In January 2011, the state Supreme Court debuted a database that links with the FBI's National Instant Criminal Background Check System, which federally licensed firearms shops use to determine whether a prospective buyer is eligible to make purchases. The national background-check system was established under the 1993 Brady Bill.
The state database involves information on people who have been involuntarily committed to a mental institution, said Supreme Court Administrator Steve Canterbury.

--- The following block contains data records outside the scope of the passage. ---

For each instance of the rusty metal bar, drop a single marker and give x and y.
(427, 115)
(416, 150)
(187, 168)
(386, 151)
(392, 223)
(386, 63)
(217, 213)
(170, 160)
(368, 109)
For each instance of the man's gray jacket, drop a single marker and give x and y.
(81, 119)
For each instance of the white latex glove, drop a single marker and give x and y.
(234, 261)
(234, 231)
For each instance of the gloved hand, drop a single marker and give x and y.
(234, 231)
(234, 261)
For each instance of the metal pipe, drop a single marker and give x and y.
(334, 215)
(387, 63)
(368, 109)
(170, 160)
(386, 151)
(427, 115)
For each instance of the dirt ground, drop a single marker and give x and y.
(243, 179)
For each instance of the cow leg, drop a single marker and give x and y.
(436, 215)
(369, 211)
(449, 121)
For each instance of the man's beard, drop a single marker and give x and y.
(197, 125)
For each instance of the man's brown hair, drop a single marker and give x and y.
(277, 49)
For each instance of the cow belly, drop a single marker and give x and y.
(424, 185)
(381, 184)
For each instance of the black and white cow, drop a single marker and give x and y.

Court records on such cases are confidential under state code, he said.
On Wednesday, Sparks said there was a delay at the state level in reporting information to the national database that would have disqualified Maynard from gun ownership.
"You can't delay reporting if something doesn't exist," Canterbury said. "We did not have a connecting system to NICS until 2011."
County mental hygiene commissioners are directed within 72 hours of an involuntary commitment to enter data that's automatically sent on to NICS.
Data collected starting in December 2009 didn't appear in the database until early 2011.
Before 2011, data reporting was considered voluntary, "but there was none," Canterbury said. "To the best of my knowledge, nobody was ever reported from West Virginia before January 2011."
Canterbury said FBI data show that 139 people have been denied firearms purchases nationwide due to mental health data submitted to the NICS system from West Virginia. That includes 120 people denied in West Virginia and 19 out of state.
Maynard was shot and wounded by a Mingo County deputy in a chase following the April 3 attack on Crum. State police say he crashed his car into a bridge in his hometown of Delbarton, then got out and pointed a weapon at the deputy, who shot him in self-defense.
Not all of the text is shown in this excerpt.